The dangerous failure mode isn’t an empty result — it’s a confident, stale one. Transcripts are history, and history accumulates decisions you changed your mind about. Suppose three weeks ago you put retries in the job runner, and last week you moved them to the gateway after the runner started timing out. Both exchanges are in the corpus. A naive funnel greps “retry,” finds a clean decision in the older session, and returns it — and now your recall tool is actively arguing for the architecture you abandoned. That’s worse than no memory: forgetting makes the agent guess, but a stale hit makes it cite chapter and verse for the wrong answer.

The fix is to make the funnel time-aware. The grep windows already know their source file, and every transcript filename and mtime carries a date — so feed that date into each window and make the re-rank prompt prefer the most recent decision, and flag contradictions instead of silently picking one:

Each excerpt is tagged with its session date. If two excerpts
disagree, prefer the most RECENT decision and say so explicitly:
"superseded on <date> by <newer decision>." Never return an older
decision as current without noting it was overridden.

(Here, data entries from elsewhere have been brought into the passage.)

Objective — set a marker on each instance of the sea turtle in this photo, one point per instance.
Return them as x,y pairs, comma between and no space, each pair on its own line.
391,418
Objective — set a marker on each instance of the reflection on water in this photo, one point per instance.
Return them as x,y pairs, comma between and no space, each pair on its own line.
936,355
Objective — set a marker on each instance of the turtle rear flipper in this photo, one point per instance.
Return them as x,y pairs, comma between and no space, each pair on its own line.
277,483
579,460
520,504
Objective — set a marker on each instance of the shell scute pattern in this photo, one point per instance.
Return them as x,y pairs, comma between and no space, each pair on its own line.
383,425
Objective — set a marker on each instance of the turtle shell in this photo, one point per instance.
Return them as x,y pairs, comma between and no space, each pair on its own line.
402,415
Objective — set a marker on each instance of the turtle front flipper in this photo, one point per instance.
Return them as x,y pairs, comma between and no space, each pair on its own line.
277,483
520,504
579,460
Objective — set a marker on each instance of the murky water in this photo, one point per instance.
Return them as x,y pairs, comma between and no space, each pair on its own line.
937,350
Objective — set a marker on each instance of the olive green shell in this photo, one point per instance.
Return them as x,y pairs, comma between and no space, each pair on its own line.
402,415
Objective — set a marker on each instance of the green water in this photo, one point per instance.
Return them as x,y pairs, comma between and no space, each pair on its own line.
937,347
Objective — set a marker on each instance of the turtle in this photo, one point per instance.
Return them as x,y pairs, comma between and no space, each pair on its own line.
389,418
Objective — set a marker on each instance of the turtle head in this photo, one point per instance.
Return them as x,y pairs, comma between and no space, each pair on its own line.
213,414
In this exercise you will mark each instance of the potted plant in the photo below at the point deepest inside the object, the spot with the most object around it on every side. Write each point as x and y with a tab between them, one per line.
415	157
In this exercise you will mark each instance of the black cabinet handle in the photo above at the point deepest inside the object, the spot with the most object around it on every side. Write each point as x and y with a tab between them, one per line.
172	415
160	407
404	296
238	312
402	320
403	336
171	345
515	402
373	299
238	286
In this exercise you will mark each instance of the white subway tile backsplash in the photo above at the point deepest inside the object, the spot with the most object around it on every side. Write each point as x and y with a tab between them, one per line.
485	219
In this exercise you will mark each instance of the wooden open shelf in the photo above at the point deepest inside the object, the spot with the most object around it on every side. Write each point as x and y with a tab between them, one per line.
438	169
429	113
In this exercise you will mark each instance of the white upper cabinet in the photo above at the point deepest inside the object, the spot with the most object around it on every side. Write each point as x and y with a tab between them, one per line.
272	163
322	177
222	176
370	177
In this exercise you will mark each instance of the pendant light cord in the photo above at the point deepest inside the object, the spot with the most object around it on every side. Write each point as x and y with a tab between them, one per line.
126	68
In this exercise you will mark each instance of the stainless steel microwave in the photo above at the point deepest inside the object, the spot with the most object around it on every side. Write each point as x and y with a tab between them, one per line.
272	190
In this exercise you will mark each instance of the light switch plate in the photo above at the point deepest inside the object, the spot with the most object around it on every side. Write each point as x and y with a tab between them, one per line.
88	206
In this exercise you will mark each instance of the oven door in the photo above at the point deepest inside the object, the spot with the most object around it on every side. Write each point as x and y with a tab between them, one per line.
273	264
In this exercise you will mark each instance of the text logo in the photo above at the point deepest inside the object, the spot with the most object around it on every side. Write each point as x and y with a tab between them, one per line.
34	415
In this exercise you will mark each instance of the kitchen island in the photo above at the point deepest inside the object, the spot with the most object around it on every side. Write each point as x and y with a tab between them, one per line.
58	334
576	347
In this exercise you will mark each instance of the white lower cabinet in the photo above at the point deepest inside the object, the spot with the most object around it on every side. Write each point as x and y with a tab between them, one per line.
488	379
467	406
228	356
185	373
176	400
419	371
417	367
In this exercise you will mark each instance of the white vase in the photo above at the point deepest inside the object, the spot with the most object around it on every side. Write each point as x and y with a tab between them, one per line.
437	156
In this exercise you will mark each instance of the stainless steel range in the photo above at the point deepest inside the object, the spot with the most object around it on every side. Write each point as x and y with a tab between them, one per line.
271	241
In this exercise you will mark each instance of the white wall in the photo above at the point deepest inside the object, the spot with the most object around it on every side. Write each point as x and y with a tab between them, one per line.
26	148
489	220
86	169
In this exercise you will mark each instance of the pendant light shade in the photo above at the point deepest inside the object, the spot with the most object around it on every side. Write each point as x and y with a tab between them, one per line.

Recency isn’t a nicety here; it’s what separates a memory from a museum. The whole value of mining your own history is that it reflects what you decided last, not what you decided first.

So change the schedule. In your configuration, turn cleanupPeriodDays up to something generous — but not to 0, which on Claude Code disables persistence entirely instead of disabling cleanup, deleting the very thing you’re trying to keep. Then point the skill at the transcript directory and give it a trigger phrase:

---
name: recall
description: Search past session transcripts for prior decisions.
  Use when the user asks "what did we decide about X" or "have we
  hit this before". Fans out a cheap model to grep, expand, re-rank.
---

Now “what did we decide about retries three weeks ago” returns the exchange where you decided it — verbatim, dated, and citable. The agent stops proposing the HTTP-client retry. You stop re-arguing it. The decision, made once, stays made.

When the answer should stop being a search

There’s a boundary worth naming, because recall is the wrong tool past it. If you find yourself querying the same decision every week, the lesson isn’t “I need a faster search” — it’s “this decision should never have been cold storage.” Search is retrieval for the long tail: the hundreds of small calls too numerous to enshrine, each one worth pennies to fetch on the rare occasion it resurfaces. But the handful of decisions you keep re-litigating aren’t the long tail. They’re the head, and the head belongs in rules — written down once in AGENTS.md or CLAUDE.md where the agent reads it on every single turn, no query required.

Think of it as two tiers of memory. Rules are hot memory: always loaded, always in front of the agent, reserved for the conventions it must never violate. Transcript recall is cold memory: enormous, cheap to keep, queried only on demand. The mistake is putting a hot decision in cold storage and paying the retrieval tax forever. When a recall query keeps returning the same snippet, that’s your signal to promote it — copy the decision into your rules and let it stop being a search at all. Recall is how you mine the corpus; rules are how you retire the questions that mining keeps surfacing.

The gap between an agent and an expert was never raw capability. It’s that the expert remembers the meeting and the agent re-opens it. Your past sessions are the meeting minutes. Stop shredding them and start querying them.